There are a few different reasons why air that has been cleaned by an air purifier is different from outdoor air. For one, a purifier works with indoor air, so outdoor air pollutants won’t enter the home as with ventilation. The air from a purifier has the potential to be cleaner than outdoor air in some parts of the world.
Air purifiers don’t impact every component of the air. Moisture and carbon dioxide, two of the most important reasons to ventilate, are not typically removed by air purifiers. Removal of moisture without outside ventilation requires a dehumidifier. Removal of carbon dioxide without ventilation requires a specialized scrubber that is typically used in sealed environments like submarines.
Air purifiers are best at removing particles such as smoke, dust, pollen, or mold spores that are in the air, and most filters have an activated carbon layer to remove chemicals. All our Molekule air purifiers use PECO technology to clean the air, which both captures large particles and destroys chemicals, viruses, and bacteria.
Be sure that any air purifier you use does not produce ozone, which is toxic and will not improve the air. The California Air Resources Board maintains a list of air purifiers that are ozone safe.
Run your air purifier all the time
Since air pollution is a pervasive and continuous problem, it’s best to leave your air purifier on all day. There are no perceived drawbacks to keeping your unit running all the time, and if the filters are changed on time it can help to reduce pollutants in the home. Do keep in mind that sometimes ventilation with outdoor air is the easiest and quickest way to reduce indoor pollution.

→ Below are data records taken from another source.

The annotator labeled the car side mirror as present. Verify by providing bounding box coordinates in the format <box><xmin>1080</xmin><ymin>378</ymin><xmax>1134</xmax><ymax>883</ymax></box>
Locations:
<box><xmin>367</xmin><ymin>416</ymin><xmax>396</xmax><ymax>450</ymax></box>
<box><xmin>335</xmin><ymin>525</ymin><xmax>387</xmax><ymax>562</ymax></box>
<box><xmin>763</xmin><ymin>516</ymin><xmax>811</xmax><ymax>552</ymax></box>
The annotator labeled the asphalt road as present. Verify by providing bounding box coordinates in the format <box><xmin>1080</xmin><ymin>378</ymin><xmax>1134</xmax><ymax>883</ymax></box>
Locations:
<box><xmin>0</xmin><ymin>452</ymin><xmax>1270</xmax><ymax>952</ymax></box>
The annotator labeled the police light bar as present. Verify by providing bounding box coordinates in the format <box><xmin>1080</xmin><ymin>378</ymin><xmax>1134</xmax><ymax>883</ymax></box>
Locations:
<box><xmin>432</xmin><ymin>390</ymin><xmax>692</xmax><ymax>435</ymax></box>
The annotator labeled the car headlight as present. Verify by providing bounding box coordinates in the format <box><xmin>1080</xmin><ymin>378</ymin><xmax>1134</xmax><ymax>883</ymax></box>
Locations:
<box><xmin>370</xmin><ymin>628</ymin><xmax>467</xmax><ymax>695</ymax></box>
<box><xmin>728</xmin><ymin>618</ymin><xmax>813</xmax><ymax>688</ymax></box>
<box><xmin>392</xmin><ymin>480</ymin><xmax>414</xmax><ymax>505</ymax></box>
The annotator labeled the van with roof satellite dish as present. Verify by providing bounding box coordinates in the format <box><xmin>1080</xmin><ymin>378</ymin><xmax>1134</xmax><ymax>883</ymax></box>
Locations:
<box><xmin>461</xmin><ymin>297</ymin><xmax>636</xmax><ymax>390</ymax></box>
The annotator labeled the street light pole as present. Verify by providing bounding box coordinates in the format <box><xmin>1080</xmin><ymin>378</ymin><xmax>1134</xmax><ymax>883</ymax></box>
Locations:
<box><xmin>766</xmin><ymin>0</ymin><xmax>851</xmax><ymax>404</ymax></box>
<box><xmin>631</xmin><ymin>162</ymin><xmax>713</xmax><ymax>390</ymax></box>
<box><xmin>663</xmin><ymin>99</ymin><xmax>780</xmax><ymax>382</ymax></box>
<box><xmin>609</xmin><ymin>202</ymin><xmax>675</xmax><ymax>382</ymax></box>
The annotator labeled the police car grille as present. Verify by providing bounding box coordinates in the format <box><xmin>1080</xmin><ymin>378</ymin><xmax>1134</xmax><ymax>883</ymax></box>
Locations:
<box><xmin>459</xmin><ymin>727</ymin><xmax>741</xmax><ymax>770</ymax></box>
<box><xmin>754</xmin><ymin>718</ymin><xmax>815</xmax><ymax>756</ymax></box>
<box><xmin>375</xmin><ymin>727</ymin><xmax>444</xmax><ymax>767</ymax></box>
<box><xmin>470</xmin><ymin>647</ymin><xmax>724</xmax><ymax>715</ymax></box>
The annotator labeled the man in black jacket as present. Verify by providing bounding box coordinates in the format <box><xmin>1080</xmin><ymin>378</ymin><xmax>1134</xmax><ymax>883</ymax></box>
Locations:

There are many reasons why air purifiers are preferred over ventilation with outdoor air, the most common being for anyone who lives anywhere without consistent good weather. Bringing in outdoor air when the heat or air conditioner have been running is a waste of energy. People with allergies may want to avoid being exposed to outdoor air and pollen that comes with it. Also, with new building codes requiring rooms with low outside ventilation, air purification can be a great way to reduce pollutants.